What Can the National Quality Forum Tell Us About Performance Measurement in Anesthesiology?
Published in: Anesthesia & Analgesia, Volume 120, Issue 2, pages 440–448 (February 2015). doi: 10.1213/ANE.0000000000000553
Posted on RAND.org on December 30, 2020
Anesthesiologists face increasing pressure to demonstrate the value of the care they provide, whether locally or nationally through public reporting and payor requirements. In this article, we describe the current state of performance measurement in anesthesia care at the national level and highlight gaps and opportunities in performance measurement for anesthesiologists.
We evaluated all endorsed performance measures in the National Quality Forum (NQF), the clearinghouse for all federal performance measures, and classified all measures as follows: (1) anesthesia-specific; (2) surgery-specific; (3) jointly attributable; or (4) other.
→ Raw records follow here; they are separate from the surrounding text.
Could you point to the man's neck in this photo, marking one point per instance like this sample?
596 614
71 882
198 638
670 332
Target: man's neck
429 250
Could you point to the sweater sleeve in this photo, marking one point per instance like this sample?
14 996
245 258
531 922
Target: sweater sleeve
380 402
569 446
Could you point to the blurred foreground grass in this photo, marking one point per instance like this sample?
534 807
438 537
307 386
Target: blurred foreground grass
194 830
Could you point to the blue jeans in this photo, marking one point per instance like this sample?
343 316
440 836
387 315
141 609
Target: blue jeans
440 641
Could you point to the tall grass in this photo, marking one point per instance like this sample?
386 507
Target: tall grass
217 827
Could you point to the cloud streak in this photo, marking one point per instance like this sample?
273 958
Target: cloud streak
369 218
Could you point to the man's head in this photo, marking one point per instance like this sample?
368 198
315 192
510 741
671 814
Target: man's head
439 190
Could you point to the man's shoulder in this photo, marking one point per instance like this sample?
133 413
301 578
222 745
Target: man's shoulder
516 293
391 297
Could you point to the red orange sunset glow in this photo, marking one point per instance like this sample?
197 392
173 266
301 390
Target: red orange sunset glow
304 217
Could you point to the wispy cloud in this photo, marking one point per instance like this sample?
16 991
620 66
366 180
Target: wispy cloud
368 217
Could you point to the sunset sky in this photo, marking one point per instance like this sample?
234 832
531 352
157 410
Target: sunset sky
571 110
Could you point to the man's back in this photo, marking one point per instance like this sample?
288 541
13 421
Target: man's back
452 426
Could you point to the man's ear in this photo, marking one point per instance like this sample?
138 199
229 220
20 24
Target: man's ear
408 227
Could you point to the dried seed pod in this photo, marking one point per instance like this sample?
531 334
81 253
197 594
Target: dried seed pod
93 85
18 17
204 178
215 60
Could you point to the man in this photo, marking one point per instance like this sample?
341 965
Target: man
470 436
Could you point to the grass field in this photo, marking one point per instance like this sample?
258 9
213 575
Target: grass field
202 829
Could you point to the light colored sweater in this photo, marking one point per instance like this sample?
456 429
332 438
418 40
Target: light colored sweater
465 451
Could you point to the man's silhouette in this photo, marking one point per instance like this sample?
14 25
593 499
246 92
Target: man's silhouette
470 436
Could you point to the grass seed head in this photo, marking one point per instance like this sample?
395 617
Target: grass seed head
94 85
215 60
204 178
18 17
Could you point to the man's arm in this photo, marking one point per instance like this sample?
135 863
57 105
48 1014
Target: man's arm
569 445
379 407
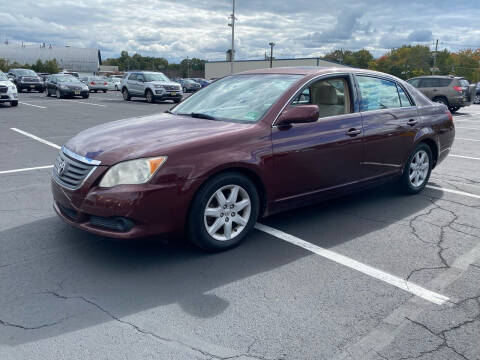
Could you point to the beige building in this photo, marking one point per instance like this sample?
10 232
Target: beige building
217 69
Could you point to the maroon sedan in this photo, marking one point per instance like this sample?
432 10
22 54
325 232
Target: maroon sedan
247 146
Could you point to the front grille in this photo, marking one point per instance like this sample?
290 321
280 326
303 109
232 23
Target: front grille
28 79
171 87
74 171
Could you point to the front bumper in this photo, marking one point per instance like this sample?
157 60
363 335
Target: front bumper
169 95
31 86
71 92
147 209
7 97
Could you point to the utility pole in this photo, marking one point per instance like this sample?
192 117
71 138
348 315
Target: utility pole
435 58
232 50
272 44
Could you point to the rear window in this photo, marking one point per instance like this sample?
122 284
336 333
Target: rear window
434 82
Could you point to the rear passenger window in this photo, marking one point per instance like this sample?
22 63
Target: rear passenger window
378 94
330 95
404 100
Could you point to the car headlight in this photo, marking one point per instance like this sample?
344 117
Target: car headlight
132 172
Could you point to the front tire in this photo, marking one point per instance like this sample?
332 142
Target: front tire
223 212
126 95
417 169
149 96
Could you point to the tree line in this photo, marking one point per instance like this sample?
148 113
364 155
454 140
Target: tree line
49 66
409 61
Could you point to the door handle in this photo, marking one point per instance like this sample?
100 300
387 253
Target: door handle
353 132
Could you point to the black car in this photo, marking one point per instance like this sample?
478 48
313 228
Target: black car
65 86
26 79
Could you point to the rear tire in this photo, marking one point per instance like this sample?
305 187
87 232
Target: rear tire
218 223
149 96
441 100
417 169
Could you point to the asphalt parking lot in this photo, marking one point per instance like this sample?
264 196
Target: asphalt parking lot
376 275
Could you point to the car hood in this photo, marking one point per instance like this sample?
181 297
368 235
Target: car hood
146 136
164 83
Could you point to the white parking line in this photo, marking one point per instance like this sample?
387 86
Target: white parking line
41 107
464 157
36 138
463 193
461 127
465 139
26 169
82 102
400 283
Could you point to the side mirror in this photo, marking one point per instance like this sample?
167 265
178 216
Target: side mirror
298 115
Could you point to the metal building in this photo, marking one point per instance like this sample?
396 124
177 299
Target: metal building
82 60
217 69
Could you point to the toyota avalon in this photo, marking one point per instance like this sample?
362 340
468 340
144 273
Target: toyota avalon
247 146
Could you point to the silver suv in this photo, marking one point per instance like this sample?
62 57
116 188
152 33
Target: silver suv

We used NQF-provided descriptors to characterize measures in terms of (1) structure, process, outcome, or efficiency; (2) patients, disease, and events targeted; (3) procedural specialty; (4) reporting eligibility; (5) measures stewards; and (6) timing in the care stream.
Of the 637 endorsed performance measures, few (6, 1.0%) were anesthesia-specific. An additional 39 measures (6.1%) were surgery-specific, and 67 others (10.5%) were jointly attributable. "Anesthesia-specific" measures addressed preoperative antibiotic timing (n = 4), normothermia (n = 1), and protocol use for the placement of central venous catheter (n = 1). Jointly attributable measures included outcome measures (n = 49/67, 73.1%), which were weighted toward mortality alone (n = 24) and cardiac surgery (n = 14). Other jointly attributable measures addressed orthopedic surgery (n = 4), general surgical oncologic resections (n = 12), or nonspecified surgeries (n = 15), but none specifically addressed anesthesia care outside the operating room such as for endoscopy. Only 4 measures were eligible for value-based purchasing. No named anesthesiology professional groups were among measure stewards, but surgical professional groups (n = 33/67, 47%) were frequent measure stewards.
Few NQF performance measures are specific to anesthesia practice, and none of these appears to demonstrate the value of anesthesia care or differentiate high-quality providers. To demonstrate their role in patient-centered, outcome-driven care, anesthesiologists may consider actively partnering in jointly attributable or team-based reporting. Future measures may incorporate surgical procedures not proportionally represented, as well as procedural and sedation care provided in nonoperating room settings.